The DOE says so, releasing a statement from a senior city lawyer within hours of today’s decision that declares “Sunday, Feb. 12, 2012, is the last day that churches and other groups can use the schools for worship.”
I am taking that with a grain of salt. This controversy has raged for over a decade and most legal observers thought Bronx Household of Faith had a good chance of winning this latest round. Since the Supreme Court upheld the federal Equal Access Act in Good News Club v. Milford, 533 U.S. 98 (2001), public schools have had to treat secular and religious groups similarly in renting their facilities.

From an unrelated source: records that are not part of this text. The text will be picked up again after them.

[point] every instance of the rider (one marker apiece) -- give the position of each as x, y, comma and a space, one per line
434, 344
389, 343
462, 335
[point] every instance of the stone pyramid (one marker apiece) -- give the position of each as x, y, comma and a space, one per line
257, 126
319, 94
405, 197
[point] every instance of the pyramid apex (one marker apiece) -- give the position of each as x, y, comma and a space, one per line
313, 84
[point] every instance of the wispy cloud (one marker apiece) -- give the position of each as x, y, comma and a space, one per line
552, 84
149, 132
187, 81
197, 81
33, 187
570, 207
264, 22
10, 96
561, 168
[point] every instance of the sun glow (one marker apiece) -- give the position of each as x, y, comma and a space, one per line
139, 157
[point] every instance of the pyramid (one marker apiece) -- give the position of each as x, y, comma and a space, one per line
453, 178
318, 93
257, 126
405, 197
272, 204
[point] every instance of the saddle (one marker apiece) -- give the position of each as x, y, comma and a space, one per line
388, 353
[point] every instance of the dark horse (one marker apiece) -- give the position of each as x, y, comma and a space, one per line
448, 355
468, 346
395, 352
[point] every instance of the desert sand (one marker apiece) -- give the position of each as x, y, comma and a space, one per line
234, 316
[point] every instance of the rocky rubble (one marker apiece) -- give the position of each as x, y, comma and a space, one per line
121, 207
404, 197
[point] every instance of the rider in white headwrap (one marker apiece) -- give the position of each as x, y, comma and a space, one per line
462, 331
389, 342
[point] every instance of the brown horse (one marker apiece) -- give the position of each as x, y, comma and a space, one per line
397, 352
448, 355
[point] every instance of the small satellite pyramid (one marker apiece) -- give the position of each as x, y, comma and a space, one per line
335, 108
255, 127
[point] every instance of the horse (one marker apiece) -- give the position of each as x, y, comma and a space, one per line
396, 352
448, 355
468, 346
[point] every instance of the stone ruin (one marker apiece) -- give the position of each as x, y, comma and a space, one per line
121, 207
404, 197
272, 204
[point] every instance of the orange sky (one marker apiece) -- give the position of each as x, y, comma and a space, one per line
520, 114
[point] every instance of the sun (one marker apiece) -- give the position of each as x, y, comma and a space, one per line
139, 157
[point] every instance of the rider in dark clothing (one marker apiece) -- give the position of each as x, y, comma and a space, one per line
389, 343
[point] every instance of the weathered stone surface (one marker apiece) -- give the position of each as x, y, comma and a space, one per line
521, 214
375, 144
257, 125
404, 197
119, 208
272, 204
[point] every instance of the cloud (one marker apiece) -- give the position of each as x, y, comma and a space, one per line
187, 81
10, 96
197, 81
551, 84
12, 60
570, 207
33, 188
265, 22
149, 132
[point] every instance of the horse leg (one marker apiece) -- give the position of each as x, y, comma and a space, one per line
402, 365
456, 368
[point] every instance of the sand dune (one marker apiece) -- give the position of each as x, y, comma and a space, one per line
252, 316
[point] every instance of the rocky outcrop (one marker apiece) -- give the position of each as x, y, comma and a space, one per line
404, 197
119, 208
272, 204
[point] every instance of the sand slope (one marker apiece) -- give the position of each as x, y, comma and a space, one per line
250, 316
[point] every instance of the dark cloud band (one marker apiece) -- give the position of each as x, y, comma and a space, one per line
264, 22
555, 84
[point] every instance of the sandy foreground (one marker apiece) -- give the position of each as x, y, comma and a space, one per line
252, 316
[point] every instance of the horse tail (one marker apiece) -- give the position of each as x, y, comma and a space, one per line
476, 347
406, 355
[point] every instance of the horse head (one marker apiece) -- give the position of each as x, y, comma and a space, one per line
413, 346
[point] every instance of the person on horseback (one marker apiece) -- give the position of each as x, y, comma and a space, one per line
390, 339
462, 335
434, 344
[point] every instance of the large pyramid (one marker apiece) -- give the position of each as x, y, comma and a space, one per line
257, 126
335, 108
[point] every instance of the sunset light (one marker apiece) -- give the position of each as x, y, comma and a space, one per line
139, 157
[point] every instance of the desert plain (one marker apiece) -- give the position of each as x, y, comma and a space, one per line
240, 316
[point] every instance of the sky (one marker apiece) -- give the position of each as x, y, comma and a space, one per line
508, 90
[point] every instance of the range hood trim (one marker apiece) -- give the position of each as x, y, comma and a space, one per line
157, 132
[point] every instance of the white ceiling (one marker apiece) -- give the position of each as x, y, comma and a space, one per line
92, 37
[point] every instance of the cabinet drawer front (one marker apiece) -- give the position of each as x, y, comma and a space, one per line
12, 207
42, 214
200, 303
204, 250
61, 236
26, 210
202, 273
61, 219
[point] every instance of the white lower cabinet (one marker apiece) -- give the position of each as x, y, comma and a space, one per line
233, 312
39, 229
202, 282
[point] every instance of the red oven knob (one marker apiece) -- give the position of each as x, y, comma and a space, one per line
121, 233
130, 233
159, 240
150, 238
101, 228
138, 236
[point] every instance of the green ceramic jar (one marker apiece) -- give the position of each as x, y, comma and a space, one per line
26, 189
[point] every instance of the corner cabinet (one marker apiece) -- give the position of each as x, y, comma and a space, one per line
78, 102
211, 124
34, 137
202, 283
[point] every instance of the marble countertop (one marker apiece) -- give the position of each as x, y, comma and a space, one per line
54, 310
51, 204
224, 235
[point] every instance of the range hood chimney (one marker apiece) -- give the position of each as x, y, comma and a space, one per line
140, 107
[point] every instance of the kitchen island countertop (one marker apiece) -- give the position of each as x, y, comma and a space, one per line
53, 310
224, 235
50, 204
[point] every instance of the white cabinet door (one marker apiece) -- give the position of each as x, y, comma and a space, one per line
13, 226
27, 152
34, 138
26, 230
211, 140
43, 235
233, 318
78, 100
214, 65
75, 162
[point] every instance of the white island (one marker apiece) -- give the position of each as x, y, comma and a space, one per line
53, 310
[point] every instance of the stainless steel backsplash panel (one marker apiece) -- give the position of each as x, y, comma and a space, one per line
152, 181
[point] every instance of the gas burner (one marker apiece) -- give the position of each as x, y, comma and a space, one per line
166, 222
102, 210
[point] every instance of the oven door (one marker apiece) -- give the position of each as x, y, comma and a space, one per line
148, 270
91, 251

As an extracurricular organization, the Good News Club was clearly conducting worship, much as a chess club would pursue its core activity, theorized the court, and , under the First Amendment, schools could not discriminate on the basis of this content.
The Second Circuit, which had sided with the district in Good News Club, clearly again fought against the tide in Bronx Household of Faith, arguing that the DOE could still decide against a church’s regular conduct of services on Sundays. Not that the DOE was required to bar the church, but it could if, in its judgment, the arrangement blurred the distinction between church and state:
The Supreme Court has never ruled on whether permitting the regular conduct of religious worship services in public schools constitutes a violation of the Establishment Clause, and we reach no conclusion on that question. As discussed above, considering all the circumstances, we think the risk that permitting the regular conduct of worship services in public schools would violate the Establishment Clause is sufficiently high to justify the Board’s adoption of a content restriction that prohibits the performance of such services but does not otherwise limit the expression of religious viewpoints. slip opinion at pp. 32 -33.
Thus the Second Circuit engaged in judicial hair-splitting to reach a conclusion at odds with the controlling Good News Club precedent. So it came as a surprise that the Supreme Court denied the church’s appeal. While creating no binding precedent, the action allows the circuit court ruling to stand, preserving the DOE’s discretion to ban rental of schools for worship.
However, this will not stop the political wheels from turning. Under the Second Circuit’s decision, the DOE can giveth as well as taketh away. So the evangelical community and its allies will likely pressure elected officials, including the mayor, to rescind the Chancellor’s Regulation D-180 ban. It’s been a long time on the books. So long that the mayor might well decide that it’s time to take another look at the rule based on legal precedents and a popular drift away from strong church/state separation.
Recently, Mayor Bloomberg opined on protesters’ right to erect tents in Zuccotti Park. With today’s decision in Bronx Household of Faith, the mayor has yet another chance to put his mark on an important First Amendment issue.